8. The Electrical Axis
The QRS axis represents the average direction of ventricular depolarization in the frontal plane.
| Axis range | Classification |
|---|
| -30° to +90° | Normal |
| -30° to -90° | Left axis deviation (LAD) |
| +90° to +180° | Right axis deviation (RAD) |
| -90° to ±180° | Extreme/northwest axis |
Quick method: Look at leads I and aVF:
- Both positive → Normal axis
- I positive, aVF negative → LAD (check if truly left: leads II)
- I negative, aVF positive → RAD
- Both negative → Extreme axis deviation
Causes of LAD: Left anterior fascicular block (LAFB), inferior MI, LVH, WPW (right-sided)
Causes of RAD: RVH, pulmonary hypertension, LPFB, lateral MI, WPW (left-sided), dextrocardia
9. Bundle Branch Blocks and Fascicular Blocks
When conduction through the His-Purkinje system is impaired, the QRS widens and changes shape because ventricular depolarization proceeds more slowly through muscle rather than specialized tissue.
| Block | QRS duration | Axis | Key morphology |
|---|
| RBBB | ≥120 ms | Normal | rSR' (rabbit ears) in V1; wide S in I and V6 |
| LBBB | ≥120 ms | Normal or LAD | Broad notched R in I, aVL, V5-V6; no septal Q waves |
| LAFB | < 120 ms | -45° to -90° (LAD) | qR in aVL; rS in II, III, aVF |
| LPFB | < 120 ms | +90° to +180° (RAD) | rS in I, aVL; qR in III, aVF |
Clinical note: Isolated LBBB in an otherwise healthy person carries a ~2x higher risk of cardiovascular events and should prompt cardiac evaluation.

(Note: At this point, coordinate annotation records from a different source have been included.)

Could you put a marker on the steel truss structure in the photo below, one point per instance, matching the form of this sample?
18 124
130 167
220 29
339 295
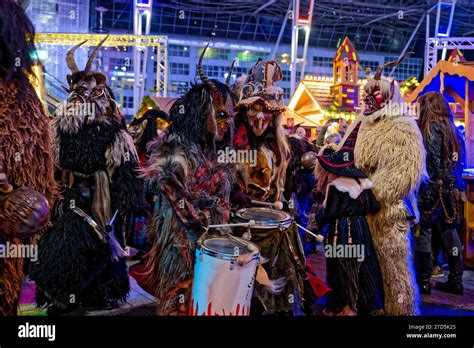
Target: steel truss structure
433 46
157 42
381 26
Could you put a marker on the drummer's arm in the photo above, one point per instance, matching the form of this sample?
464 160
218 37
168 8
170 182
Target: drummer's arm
171 179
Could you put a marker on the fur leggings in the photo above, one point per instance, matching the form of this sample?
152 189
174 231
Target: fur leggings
391 241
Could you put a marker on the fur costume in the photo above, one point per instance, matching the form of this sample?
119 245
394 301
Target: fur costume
259 127
300 183
96 161
26 165
389 149
192 188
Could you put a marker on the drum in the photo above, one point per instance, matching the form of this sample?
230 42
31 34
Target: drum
221 286
277 238
269 223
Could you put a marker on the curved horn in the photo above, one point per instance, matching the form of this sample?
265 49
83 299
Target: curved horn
202 75
378 74
94 52
70 61
227 81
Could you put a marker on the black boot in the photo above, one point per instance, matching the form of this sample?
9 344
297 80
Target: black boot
454 283
423 271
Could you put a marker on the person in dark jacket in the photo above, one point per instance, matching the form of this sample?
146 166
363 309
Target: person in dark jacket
440 196
353 271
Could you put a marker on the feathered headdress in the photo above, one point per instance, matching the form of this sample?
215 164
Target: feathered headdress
259 86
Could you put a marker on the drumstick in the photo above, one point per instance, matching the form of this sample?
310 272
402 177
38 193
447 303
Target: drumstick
277 205
319 238
251 223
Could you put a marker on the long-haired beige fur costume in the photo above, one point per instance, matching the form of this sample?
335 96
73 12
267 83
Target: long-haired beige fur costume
389 149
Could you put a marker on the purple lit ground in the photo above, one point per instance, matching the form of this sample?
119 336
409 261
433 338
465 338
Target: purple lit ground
142 303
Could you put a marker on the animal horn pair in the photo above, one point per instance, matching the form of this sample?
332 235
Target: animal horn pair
227 81
378 74
71 62
202 75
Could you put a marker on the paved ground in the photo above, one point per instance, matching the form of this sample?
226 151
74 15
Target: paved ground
141 303
438 303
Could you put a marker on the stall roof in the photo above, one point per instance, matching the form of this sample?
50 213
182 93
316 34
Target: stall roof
455 76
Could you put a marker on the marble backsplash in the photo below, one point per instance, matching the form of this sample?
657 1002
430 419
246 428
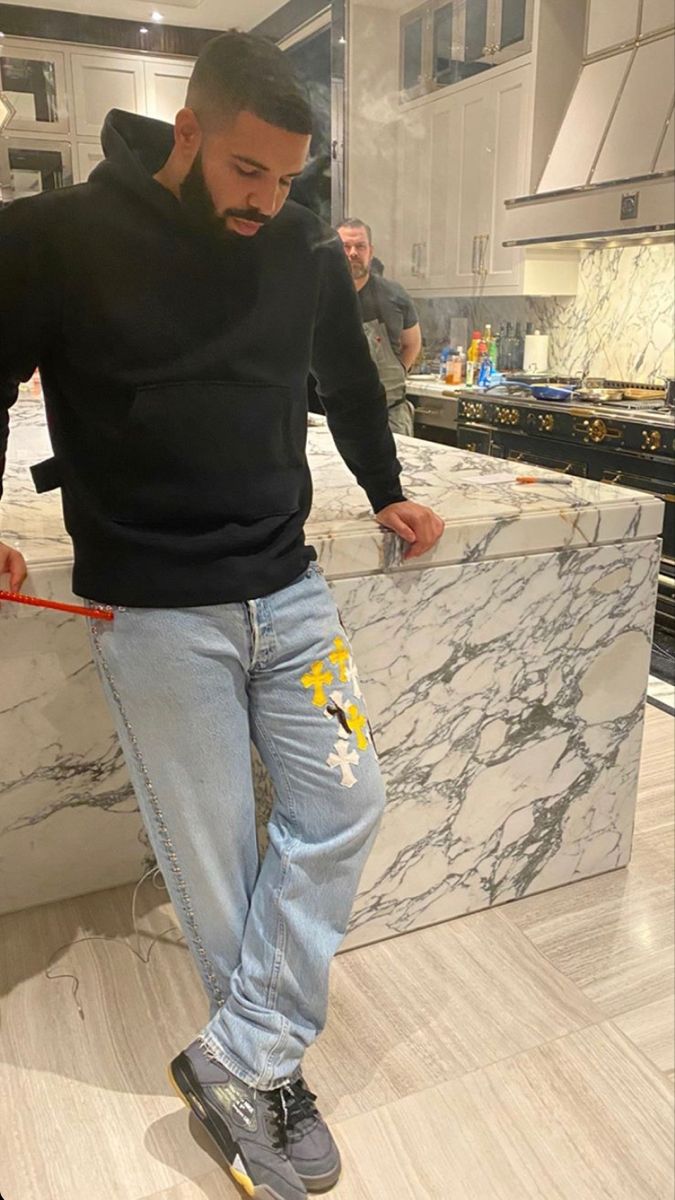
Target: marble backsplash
620 325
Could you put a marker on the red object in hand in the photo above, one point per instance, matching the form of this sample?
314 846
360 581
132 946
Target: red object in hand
93 613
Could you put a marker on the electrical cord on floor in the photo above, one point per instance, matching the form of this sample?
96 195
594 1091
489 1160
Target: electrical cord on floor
143 955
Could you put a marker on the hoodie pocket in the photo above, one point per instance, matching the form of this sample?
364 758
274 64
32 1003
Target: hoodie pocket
205 453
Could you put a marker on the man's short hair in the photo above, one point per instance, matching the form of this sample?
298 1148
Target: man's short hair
357 223
239 72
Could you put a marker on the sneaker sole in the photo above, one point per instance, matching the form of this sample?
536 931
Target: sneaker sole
322 1183
185 1093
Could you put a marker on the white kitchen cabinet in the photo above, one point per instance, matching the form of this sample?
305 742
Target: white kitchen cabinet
509 99
102 82
34 79
657 15
413 196
443 191
166 84
89 155
460 157
610 23
472 121
444 42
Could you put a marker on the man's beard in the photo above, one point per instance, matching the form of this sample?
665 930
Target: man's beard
197 201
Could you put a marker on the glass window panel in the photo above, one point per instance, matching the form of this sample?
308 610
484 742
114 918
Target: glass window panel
31 88
513 22
476 29
412 53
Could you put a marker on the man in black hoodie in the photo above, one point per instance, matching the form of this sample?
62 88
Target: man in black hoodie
174 305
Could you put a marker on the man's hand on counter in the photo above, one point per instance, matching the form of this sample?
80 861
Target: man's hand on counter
414 523
12 563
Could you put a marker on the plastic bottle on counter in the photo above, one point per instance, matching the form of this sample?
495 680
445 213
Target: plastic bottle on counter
455 367
505 363
461 358
473 349
494 349
518 348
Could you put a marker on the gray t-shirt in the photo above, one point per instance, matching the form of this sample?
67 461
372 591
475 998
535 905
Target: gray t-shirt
389 303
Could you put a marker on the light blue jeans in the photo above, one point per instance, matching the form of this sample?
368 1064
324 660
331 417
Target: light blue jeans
189 689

10. Key Abnormalities to Recognize
ST Changes
- ST elevation (≥1 mm in limb leads, ≥2 mm in precordial): STEMI, pericarditis (diffuse, with PR depression), Brugada, early repolarization
- ST depression: Ischemia (subendocardial), reciprocal changes, digoxin effect (scooped)
Pathological Q Waves
- Width ≥40 ms OR depth ≥25% of R wave height = significant
- Indicate prior transmural infarction (electrically dead tissue)
P-Wave Abnormalities
- Broad, notched P (P mitrale): Left atrial enlargement - LA conduction is delayed
- Tall, peaked P (P pulmonale, >2.5 mm in II): Right atrial enlargement
PR Interval Changes
| Finding | Meaning |
|---|
| Short PR + delta wave | WPW (accessory pathway bypasses AV node) |
| Prolonged PR (>200 ms) | 1st degree AV block |
| Progressive PR lengthening → dropped QRS | 2nd degree AV block, Mobitz I (Wenckebach) |
| Fixed PR with randomly dropped QRS | 2nd degree AV block, Mobitz II |
| No relationship between P and QRS | 3rd degree (complete) AV block |
QTc Prolongation
- QTc >450 ms (males) or >460 ms (females)

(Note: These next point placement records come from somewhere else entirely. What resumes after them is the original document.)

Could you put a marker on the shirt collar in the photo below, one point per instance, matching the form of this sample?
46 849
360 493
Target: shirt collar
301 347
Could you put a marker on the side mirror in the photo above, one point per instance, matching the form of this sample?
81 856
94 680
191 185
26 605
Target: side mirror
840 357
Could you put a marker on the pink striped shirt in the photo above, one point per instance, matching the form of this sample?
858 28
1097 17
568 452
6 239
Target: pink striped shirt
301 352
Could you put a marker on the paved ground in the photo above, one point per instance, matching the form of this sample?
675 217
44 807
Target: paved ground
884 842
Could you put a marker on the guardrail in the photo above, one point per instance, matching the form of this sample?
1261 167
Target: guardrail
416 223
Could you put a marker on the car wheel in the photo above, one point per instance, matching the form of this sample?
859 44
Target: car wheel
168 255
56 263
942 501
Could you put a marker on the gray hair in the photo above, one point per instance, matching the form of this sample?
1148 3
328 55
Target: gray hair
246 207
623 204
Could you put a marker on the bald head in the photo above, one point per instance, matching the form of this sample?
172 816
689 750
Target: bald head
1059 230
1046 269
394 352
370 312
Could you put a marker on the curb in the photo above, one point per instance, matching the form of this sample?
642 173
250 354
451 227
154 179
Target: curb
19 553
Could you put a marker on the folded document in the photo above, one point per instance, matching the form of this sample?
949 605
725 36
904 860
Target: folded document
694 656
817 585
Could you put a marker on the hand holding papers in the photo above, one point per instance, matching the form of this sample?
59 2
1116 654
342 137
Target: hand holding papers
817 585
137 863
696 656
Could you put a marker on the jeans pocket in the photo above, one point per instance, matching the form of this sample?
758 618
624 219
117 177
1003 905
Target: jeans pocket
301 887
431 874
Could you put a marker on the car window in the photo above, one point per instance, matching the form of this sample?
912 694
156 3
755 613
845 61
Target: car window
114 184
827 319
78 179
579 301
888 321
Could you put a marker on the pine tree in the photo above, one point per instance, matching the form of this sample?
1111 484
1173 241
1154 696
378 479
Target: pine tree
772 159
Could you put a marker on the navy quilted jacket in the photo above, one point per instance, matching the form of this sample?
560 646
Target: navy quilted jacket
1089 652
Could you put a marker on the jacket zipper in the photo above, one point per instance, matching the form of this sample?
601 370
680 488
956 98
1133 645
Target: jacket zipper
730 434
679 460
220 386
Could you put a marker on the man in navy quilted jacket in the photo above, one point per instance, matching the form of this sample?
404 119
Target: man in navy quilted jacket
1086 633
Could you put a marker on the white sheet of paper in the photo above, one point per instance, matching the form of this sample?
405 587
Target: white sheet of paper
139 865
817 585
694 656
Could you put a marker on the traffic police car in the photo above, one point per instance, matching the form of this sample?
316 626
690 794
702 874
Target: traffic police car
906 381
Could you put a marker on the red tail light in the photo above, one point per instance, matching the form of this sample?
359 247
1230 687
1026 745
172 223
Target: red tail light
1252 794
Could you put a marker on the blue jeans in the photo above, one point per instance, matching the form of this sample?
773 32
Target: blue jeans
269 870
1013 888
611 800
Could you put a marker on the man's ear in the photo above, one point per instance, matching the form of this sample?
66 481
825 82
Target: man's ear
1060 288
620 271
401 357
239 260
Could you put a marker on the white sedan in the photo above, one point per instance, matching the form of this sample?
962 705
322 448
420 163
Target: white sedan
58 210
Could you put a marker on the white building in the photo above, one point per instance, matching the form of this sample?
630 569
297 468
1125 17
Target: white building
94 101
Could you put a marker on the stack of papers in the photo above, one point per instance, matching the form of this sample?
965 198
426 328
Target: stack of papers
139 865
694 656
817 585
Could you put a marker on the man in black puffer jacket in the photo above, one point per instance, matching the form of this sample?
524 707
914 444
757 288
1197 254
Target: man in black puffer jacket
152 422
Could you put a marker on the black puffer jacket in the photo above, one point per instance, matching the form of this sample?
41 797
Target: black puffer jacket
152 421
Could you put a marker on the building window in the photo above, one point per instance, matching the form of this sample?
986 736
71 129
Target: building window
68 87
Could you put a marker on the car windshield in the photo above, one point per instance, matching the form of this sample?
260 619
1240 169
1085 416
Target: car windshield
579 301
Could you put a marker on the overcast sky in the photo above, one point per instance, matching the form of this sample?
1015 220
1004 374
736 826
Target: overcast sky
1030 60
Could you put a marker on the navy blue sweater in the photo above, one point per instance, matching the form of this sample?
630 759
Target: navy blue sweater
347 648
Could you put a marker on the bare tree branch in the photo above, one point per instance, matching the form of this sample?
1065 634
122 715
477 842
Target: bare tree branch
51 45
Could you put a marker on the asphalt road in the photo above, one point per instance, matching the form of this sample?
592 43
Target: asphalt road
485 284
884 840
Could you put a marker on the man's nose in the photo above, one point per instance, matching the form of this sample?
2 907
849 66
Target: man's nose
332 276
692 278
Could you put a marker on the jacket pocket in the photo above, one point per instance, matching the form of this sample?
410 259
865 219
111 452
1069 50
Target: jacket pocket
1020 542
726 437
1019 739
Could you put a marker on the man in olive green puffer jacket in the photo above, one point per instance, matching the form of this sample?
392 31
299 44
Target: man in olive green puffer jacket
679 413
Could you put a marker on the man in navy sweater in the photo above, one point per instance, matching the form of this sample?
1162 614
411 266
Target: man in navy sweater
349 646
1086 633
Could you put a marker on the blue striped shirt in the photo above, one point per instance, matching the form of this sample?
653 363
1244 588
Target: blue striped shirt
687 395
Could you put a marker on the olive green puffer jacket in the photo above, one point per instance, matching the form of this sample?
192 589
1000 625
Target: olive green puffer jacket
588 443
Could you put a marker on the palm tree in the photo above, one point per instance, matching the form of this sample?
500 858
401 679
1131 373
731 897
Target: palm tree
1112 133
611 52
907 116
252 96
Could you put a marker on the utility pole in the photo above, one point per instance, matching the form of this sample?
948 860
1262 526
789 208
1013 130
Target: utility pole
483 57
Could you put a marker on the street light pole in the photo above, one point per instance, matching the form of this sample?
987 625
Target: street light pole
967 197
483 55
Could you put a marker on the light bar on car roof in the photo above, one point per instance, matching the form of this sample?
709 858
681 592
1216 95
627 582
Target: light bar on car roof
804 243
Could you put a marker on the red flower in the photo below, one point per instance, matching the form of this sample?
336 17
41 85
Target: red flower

- Risk of torsades de pointes (polymorphic VT)
- Causes: drugs (amiodarone, sotalol, macrolides, antipsychotics), hypokalemia, hypomagnesemia, congenital long QT syndrome
11. Systematic Approach to Reading an ECG
Use this order every time:
- Rate - Calculate from RR interval
- Rhythm - Regular or irregular? P before every QRS? QRS after every P?

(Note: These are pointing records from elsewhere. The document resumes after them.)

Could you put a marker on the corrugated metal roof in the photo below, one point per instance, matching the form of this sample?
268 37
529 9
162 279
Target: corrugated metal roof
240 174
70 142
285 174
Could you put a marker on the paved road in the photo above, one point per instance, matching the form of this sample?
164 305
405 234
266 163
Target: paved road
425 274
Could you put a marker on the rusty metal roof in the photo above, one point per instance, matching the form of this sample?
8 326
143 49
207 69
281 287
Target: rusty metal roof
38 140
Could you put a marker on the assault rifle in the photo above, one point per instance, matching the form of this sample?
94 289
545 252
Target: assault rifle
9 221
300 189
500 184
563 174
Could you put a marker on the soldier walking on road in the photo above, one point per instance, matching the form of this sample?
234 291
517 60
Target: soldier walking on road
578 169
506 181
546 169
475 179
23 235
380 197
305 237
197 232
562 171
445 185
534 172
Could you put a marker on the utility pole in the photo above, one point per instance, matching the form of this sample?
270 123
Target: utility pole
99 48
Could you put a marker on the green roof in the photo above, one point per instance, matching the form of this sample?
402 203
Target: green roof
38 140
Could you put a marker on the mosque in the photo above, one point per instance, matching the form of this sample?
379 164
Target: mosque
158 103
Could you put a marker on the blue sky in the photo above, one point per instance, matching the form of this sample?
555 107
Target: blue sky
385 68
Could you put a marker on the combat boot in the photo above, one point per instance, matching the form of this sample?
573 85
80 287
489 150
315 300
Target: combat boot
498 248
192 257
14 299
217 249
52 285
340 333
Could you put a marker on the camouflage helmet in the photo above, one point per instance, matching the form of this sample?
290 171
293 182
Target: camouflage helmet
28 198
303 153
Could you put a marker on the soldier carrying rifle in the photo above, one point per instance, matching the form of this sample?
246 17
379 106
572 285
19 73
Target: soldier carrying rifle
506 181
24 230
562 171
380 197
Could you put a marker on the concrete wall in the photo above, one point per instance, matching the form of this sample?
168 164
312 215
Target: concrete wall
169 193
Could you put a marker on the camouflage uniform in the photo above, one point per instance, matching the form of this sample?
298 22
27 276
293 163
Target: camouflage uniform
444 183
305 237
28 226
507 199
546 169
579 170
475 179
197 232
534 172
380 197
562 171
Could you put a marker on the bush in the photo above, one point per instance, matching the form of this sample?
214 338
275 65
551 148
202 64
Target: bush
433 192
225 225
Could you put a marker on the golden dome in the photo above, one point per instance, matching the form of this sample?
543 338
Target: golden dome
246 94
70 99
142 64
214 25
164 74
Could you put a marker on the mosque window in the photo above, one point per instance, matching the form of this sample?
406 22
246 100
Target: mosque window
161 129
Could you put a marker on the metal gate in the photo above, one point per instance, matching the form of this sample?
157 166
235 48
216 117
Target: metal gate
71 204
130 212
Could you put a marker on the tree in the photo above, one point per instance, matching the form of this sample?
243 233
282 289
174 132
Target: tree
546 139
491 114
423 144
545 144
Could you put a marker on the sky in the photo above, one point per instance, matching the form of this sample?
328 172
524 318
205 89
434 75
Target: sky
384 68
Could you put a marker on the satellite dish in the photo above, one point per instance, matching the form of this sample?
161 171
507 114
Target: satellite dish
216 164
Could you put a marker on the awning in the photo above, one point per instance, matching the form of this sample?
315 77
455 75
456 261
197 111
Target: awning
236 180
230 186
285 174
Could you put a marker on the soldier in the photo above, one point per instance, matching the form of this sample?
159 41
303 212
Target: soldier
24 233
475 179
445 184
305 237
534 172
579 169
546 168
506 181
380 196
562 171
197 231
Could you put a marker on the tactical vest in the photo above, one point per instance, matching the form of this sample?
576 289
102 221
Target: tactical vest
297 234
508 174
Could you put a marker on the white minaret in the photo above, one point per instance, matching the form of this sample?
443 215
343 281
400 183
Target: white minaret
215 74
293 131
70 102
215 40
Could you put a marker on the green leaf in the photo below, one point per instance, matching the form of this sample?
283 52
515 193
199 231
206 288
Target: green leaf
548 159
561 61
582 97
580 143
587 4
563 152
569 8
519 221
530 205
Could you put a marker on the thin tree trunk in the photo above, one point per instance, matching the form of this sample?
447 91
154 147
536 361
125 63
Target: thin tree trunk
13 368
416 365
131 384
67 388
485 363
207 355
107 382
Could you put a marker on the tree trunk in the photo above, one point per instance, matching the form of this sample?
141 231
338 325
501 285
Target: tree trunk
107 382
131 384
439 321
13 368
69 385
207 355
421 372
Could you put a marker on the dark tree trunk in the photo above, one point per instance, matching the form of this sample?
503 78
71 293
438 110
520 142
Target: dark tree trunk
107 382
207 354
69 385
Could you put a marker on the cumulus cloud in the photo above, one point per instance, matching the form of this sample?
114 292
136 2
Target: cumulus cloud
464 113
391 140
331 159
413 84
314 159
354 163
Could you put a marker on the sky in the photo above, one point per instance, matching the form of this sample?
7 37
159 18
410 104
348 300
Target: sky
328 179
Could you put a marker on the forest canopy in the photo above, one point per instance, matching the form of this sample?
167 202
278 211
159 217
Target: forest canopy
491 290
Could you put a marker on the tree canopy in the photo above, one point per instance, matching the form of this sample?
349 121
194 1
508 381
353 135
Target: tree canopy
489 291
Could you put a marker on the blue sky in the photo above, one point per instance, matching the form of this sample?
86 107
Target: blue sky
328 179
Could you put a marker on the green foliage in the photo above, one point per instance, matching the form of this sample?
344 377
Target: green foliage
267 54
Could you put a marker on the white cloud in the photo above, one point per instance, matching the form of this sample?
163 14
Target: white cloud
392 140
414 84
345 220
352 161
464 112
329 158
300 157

- Axis - Look at leads I and aVF
- Intervals - PR, QRS duration, QTc
- P wave morphology - Size, shape, axis
- QRS morphology - Bundle branch blocks, R-wave progression, Q waves
- ST segments - Elevation or depression vs. J point
- T waves - Upright, inverted, peaked?
- U waves - Present?
- Compare with prior ECG if available
12. Summary Cheat Sheet
| What you see | What it means |
|---|
| P wave | Atrial depolarization |
| PR interval | AV node conduction delay |
| QRS complex | Ventricular depolarization |
| ST segment | Ventricular plateau (recovery begins) |
| T wave | Ventricular repolarization |
| QT interval | Total ventricular electrical systole |
| Wide QRS (>120 ms) | Bundle branch block or ventricular origin |
| Delta wave + short PR | WPW pre-excitation |
| Pathological Q wave | Prior MI (dead myocardium) |
| ST elevation | STEMI, pericarditis, Brugada |
| Peaked T waves | Hyperkalemia (early) |
| Long QTc | Risk of torsades de pointes |
| Osborn (J) wave | Hypothermia |
Sources: Goldman-Cecil Medicine 2 Vol Set (International Ed.), Chapter 42 - Electrocardiography, by Leonard Ganz & Mark S. Link; Costanzo Physiology 7th Ed., Chapter 4; Harrison's Principles of Internal Medicine 22e (2025), Chapter 247 - Basic ECG Waveforms; Medical Physiology, Boron & Boulpaep.